Assembling the Carcass
Let’s get this cart project rolling by cutting the base and sides to size (pieces 1 and 2). Notice in the Drawings that the bottom edges of the side panels are rabbeted to fit over the long edges of the base. To set up for cutting those rabbets, install a wide dado blade in your saw, and clamp a sacrificial fence to the rip fence so you can bury part of the blade in it. Raise the blade for a 3/8″-deep cut, and adjust the fence so the blade’s cutting width matches the thickness of your project plywood. Make a test cut to check your settings, then mill each rabbet on the side panels. I also used a pair of featherboards clamped to my rip fence to press these workpieces down flat against the saw table — even expensive Baltic birch ply can have bows or twists in it that could make your rabbet cuts inconsistently deep.

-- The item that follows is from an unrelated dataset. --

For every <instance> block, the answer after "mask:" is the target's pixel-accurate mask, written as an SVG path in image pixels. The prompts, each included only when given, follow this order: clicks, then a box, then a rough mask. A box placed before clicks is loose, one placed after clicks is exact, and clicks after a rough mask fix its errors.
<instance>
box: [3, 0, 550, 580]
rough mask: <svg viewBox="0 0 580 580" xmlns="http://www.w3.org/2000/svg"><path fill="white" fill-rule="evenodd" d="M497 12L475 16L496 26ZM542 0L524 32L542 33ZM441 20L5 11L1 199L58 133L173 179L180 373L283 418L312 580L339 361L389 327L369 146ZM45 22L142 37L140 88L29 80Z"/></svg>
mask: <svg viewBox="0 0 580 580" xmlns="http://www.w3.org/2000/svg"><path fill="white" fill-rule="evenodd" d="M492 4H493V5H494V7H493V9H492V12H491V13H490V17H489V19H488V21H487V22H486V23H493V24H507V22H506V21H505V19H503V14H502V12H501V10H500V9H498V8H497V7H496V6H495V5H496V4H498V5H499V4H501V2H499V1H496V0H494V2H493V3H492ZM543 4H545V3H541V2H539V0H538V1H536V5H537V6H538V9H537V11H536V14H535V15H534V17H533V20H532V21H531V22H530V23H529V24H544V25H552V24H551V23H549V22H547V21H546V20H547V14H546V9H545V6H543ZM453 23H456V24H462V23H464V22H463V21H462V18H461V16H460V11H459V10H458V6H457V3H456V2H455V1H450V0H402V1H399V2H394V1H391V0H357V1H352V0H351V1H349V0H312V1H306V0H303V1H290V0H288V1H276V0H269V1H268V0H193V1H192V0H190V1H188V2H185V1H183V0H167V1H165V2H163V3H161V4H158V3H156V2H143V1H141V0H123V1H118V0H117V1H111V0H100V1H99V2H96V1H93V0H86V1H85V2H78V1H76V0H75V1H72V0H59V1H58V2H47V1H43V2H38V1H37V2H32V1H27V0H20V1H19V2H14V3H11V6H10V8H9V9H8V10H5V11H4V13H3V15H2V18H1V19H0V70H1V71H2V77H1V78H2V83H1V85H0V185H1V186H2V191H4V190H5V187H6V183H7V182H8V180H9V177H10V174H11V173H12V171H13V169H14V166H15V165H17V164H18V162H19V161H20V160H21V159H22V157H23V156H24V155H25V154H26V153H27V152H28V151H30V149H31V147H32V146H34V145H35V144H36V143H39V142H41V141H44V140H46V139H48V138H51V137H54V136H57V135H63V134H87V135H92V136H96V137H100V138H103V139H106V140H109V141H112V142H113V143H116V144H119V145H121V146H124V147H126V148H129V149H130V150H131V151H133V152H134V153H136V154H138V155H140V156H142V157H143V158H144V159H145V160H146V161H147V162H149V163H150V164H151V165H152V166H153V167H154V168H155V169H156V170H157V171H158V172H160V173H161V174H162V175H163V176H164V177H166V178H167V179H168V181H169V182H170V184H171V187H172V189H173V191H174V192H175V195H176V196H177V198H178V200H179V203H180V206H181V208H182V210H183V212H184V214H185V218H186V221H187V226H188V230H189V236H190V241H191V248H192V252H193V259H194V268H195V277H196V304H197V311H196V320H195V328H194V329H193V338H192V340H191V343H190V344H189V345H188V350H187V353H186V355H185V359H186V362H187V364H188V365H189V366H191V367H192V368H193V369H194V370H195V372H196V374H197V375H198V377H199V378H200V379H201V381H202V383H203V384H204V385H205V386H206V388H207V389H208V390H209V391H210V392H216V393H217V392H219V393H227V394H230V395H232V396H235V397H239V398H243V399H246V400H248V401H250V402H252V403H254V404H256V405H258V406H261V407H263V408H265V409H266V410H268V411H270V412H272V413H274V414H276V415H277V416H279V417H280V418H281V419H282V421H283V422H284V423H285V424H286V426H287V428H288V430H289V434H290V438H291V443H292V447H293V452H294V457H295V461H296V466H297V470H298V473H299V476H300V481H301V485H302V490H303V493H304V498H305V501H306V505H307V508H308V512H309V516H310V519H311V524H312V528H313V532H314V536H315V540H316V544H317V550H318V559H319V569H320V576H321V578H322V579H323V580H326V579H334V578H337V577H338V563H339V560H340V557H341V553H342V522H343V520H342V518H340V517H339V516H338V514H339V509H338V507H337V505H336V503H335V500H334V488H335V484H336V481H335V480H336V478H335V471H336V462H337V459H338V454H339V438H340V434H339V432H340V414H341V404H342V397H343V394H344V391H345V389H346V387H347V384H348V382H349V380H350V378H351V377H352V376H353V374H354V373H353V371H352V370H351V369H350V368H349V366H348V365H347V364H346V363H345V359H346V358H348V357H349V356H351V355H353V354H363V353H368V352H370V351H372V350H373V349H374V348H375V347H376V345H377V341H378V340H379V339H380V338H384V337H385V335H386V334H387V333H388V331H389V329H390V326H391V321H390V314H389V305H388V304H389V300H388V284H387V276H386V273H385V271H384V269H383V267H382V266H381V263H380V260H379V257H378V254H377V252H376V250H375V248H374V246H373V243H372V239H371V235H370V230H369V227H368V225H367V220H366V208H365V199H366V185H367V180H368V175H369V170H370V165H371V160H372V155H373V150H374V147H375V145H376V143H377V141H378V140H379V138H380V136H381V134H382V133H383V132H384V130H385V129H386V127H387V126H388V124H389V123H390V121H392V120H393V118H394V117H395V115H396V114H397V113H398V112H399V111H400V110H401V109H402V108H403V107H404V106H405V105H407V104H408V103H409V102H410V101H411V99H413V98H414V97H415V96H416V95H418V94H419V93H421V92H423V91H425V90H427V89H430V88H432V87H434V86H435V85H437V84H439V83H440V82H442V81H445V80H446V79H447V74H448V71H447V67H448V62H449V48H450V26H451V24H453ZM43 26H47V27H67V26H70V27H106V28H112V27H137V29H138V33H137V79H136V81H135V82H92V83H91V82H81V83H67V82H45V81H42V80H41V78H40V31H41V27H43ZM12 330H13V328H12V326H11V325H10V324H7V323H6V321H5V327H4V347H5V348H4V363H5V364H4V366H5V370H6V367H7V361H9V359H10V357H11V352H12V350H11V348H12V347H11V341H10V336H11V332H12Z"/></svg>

Switch from your dadoing setup back to the standard blade so you can cut the three ends, shelf supports and crosspiece (pieces 3 through 5) next. Leave the supports and crosspiece overly long at the moment, but go ahead and crosscut the end pieces to final length. Make sure that their length exactly matches the distance between the sides and base when you hold those three parts in position — there’s no place to hide sloppy butt joinery with gaps here.
Before you can get down to some assembly, load the dado blade back in the saw and set its width carefully for cutting dadoes across the shelf supports to house the crosspiece. Plow them 3/8″ deep and centered on the part lengths.
Tote all of your carcass parts over to the workbench for a thorough sanding up to 150- or 180-grit. It’s much easier to smooth these surfaces now while everything still lies flat and open. Once the dust clears, you can fasten the side panels to the base with glue and countersunk wood screws. I first tacked the sides into place with a few brads, then followed behind with screws. Slip two ends into position on the base, and locate the third end piece at the top rear corner of the sides to help the carcass resist racking. Secure these parts with more screws.
The shelf supports come next. Check their length against the actual distance between the installed ends, and trim as needed. Glue and nail them to the side panels. Now install the crosspiece in its dadoes in the shelf supports, cutting it to final length for a snug fit. I brushed a little glue into the dadoes first, slid the crosspiece home and drove brads at an angle and into the supports to pin the crosspiece permanently. Complete the carcass by easing its sharp edges with a 1/8″ roundover bit in your trim router, or use a file or sanding block. Skip the top edges of the sides and the top edges of the end pieces — the top panel and bottom shelf will cover them. Cut and position the top panel (piece 6) so its edges overhang the side panels evenly. Drive countersunk screws down into the cart sides to secure it.